Merinowolle

Merinokleidung kühlt im Sommer und wärmt im Winter

Die neue McKINLEY Merino-Kollektion besteht zu 100 Prozent aus Merinowolle. Aber was bedeutet das eigentlich genau?

Merinoschafe leben das ganze Jahr über im Freien und sind den Elementen ausgesetzt. Ihre Wolle vereint alle schützenden und funktionalen Eigenschaften, die Schafe für das Leben draußen benötigen: Sie hält die Tiere im Winter warm und sorgt im Sommer für Abkühlung. Wassertropfen weißt die Wolle ab, Luftfeuchtigkeit und Nebel dagegen saugt sie auf und wandelt sie in Wärme um. Außerdem kann Merino noch viel mehr: die Wolle ist atmungsaktiv und ein natürlicher UV-Schutz.

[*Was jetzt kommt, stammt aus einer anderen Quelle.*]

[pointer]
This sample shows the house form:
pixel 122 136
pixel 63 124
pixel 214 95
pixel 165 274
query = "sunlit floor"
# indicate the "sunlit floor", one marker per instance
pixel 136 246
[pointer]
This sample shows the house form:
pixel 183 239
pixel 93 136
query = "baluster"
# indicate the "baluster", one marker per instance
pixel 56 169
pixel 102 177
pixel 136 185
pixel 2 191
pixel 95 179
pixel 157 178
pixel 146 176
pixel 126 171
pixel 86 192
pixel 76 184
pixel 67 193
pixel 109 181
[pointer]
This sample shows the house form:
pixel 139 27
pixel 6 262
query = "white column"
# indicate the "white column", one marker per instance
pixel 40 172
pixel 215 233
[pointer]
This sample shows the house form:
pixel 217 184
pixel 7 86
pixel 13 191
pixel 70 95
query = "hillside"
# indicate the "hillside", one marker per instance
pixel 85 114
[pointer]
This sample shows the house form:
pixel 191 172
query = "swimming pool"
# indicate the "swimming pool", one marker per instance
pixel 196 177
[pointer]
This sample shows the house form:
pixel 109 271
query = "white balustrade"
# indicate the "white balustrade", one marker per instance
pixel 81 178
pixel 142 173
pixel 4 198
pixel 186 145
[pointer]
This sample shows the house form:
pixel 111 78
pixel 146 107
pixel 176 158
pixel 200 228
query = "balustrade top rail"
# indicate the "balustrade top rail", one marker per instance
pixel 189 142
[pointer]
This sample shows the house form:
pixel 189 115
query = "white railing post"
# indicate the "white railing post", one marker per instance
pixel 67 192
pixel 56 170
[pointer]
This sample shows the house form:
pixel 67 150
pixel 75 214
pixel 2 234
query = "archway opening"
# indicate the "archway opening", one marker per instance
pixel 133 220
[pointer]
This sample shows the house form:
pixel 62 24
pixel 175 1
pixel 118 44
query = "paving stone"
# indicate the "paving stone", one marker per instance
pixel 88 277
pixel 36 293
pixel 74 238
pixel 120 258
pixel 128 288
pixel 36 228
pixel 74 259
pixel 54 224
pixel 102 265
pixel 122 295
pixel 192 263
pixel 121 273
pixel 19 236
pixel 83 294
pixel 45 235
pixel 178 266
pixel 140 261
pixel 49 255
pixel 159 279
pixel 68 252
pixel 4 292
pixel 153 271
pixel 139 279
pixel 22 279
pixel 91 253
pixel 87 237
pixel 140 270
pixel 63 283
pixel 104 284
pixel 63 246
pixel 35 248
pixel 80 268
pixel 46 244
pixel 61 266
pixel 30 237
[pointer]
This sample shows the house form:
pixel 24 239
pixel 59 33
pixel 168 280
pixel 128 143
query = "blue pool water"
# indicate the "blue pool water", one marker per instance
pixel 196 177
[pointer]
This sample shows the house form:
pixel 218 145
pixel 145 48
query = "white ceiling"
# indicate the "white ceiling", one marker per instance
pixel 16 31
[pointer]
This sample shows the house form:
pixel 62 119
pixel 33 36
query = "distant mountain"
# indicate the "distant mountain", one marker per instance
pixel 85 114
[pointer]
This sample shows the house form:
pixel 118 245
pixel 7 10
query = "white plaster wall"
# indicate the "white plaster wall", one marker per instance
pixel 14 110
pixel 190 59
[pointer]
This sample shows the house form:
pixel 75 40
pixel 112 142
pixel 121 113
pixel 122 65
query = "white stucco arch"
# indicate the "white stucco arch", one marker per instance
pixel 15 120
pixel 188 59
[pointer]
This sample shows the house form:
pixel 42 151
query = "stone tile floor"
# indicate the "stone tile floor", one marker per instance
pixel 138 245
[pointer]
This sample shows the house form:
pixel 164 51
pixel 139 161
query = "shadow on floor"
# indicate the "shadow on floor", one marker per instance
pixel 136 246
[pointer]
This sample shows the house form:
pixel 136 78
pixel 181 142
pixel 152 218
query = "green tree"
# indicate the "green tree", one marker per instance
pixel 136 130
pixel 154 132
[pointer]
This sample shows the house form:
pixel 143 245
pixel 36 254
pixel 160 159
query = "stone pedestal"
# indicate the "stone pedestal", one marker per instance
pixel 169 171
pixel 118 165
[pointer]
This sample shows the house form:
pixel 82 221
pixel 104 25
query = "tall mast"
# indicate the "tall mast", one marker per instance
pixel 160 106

Was die Wolle für die Merinoschafe ist, ist die Merinokleidung für Menschen. Die Shirts und Shorts der McKINLEY Merino-Kollektion halten im Sommer angenehm kühl und schützen vor UV-Strahlung, im Winter sorgt Merino-Unterwäsche für mollige Wärme beim Wintersport. In Frühling und Herbst sind die modischen Outfits die perfekte Option für den Zwiebellook und bieten dank ihrem hervorragendem Feuchtigkeitsmanagement Schutz gegen jede Wetterlaune. Und das Beste: Merinowolle ist komplett natürlich, erneuerbar und biologisch abbaubar.

Was macht Merinowolle so speziell?

Merinowolle kratzt nicht
Menschen empfinden Fasern ab etwa 25 Mikron (= tausendstel Millimeter) Stärke als kratzend. Merinowolle ist nur etwa 24 Mikron stark – viel feiner als herkömmliche Schurwolle und deshalb so schön weich.

Merinowolle wärmt, wenn es kalt ist
Merinofasern sind stark gekräuselt. Deshalb liegen sie locker aufeinander und schaffen kleine Luftkammern, die die Körperwärme einschließen. Die wärmende Funktion bleibt auch erhalten, wenn es nass wird. Wassertropfen perlen an Merinowolle ab, so hält sie stets angenehm trocken. Wasserdampf hingegen saugt sie auf – bis zu einem Drittel ihres eigenen Gewichts. Dabei reagiert die Feuchtigkeit mit der Wolle und es entsteht angenehme Absorptionswärme.

Merino kühlt, wenn es warm ist
Im Sommer hat die Feuchtigkeitsregulierung von Merinowolle einen kühlenden Effekt: Sie absorbiert die vom Körper produzierte Feuchtigkeit und leitet sie nach außen. Durch die warmen, trockenen Temperaturen trocknet die Wolle schnell wieder ab. So entsteht Verdunstungskälte, die sich erfrischend kühl anfühlt.

Merino riecht nicht
Die Oberfläche von Merino-Fasern ist schuppig, ein bisschen wie Dachziegeln. Der Vorteil: Geruchsverursachende Bakterien halten sich darauf schwerer als auf glatten Synthetikfasern. Außerdem baut Keratin, ein Faserprotein der Wolle, die Bakterien ab. Merino-Kleidung riecht so länger frisch – top für eine mehrtägige Tour!